Expert calls for changes to National Defence Act
Longtime military law expert and retired colonel Michel Drapeau argues the only way real change will happen is if the government amends Section 70 of the National Defence Act to ban the military from prosecuting sexual offences.
Drapeau said that as long as the military retains jurisdiction in law, civilian authorities have the option of saying no and refusing cases.
"The only way to ensure it's done 100 per cent is to amend Section 70 and return sexual assault as one of the offences for which the military doesn't have jurisdiction," Drapeau said. "It's as simple as that."
Section 70 states the military cannot try military members charged with murder, manslaughter and a series of other offences.

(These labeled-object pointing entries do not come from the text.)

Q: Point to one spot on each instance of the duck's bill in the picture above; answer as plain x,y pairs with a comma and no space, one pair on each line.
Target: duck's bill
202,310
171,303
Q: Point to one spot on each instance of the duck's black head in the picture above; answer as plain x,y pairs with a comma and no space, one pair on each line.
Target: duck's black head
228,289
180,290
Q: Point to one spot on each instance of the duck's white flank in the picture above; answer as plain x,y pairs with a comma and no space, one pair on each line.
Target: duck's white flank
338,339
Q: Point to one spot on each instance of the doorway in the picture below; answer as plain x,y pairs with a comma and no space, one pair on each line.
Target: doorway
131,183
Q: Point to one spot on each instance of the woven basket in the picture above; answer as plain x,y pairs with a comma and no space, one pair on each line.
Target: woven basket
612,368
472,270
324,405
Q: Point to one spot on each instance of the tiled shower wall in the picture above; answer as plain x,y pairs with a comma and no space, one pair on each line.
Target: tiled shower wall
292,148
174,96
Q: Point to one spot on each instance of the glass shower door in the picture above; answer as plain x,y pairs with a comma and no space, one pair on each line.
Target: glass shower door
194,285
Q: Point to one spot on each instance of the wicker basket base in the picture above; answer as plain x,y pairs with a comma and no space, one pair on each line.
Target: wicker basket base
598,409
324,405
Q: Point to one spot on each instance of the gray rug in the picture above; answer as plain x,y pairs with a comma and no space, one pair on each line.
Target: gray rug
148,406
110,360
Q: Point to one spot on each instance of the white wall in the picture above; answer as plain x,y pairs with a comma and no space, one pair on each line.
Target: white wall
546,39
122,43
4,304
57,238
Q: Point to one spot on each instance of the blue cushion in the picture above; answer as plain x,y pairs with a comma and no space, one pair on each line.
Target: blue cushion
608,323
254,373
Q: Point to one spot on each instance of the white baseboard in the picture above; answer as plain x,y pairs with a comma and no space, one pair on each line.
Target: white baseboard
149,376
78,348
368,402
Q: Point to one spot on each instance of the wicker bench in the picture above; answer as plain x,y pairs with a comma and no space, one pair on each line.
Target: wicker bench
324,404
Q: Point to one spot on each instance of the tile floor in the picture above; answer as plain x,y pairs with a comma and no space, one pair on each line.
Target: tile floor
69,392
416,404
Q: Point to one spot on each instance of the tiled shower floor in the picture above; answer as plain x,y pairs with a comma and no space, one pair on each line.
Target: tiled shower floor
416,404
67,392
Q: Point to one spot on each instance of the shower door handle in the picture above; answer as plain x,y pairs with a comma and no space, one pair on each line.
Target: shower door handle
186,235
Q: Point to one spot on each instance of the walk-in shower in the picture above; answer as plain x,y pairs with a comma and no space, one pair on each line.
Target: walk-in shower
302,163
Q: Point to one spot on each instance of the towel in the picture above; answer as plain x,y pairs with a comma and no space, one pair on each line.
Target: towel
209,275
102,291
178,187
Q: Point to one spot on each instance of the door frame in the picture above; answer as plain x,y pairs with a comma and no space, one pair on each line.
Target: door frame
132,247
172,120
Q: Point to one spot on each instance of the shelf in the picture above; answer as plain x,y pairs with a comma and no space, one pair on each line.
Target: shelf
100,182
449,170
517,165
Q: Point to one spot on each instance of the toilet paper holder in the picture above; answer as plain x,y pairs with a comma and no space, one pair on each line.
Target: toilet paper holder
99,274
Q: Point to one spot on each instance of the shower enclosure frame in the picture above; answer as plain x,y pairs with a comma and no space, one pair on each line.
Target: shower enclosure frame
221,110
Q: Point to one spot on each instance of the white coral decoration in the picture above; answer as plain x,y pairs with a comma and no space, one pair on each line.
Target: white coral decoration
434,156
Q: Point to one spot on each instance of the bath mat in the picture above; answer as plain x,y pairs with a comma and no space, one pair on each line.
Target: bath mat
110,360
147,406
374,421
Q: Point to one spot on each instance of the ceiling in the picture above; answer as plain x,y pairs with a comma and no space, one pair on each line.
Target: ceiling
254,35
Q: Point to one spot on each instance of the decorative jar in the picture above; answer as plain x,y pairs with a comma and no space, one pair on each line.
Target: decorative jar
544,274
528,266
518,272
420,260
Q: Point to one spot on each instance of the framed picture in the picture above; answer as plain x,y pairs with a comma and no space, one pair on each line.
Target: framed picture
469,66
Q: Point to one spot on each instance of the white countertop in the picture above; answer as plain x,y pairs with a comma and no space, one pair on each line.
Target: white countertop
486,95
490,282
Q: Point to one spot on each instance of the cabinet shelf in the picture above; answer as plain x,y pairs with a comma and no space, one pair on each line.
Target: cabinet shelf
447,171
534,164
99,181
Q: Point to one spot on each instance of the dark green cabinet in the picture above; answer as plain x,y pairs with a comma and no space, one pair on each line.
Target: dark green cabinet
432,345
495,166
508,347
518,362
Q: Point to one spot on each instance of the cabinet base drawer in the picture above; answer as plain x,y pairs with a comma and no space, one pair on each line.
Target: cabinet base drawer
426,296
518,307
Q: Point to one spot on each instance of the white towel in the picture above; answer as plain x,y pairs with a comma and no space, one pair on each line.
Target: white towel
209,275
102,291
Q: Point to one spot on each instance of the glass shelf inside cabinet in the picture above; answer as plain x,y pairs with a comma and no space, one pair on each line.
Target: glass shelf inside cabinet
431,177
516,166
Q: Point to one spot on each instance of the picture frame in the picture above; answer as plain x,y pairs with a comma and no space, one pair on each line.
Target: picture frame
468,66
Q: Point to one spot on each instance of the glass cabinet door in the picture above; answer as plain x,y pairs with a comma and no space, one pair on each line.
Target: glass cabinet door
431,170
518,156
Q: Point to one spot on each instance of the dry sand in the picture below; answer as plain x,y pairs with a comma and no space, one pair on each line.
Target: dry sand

Anand called Arbour's request to permanently transfer cases to civilians a "system-changing recommendation" that the government would examine "in earnest" while the interim measure is in place.
"I am writing again to provincial and territorial partners this week about the path forward…. I am resolutely committed to ensuring that those who have experienced sexual misconduct receive the support that they deserve," said Anand.
The Canadian Forces Provost Marshal said that military police are currently transferring cases to civilians in a "deliberate and carefully planned manner" and that the "primary concern is victim support throughout the process."
"Our aim is that civilian police services investigate all criminal sexual offences alleged to have been committed by a CAF member on which they have jurisdiction," wrote Brig.-Gen. Trudeau in a statement.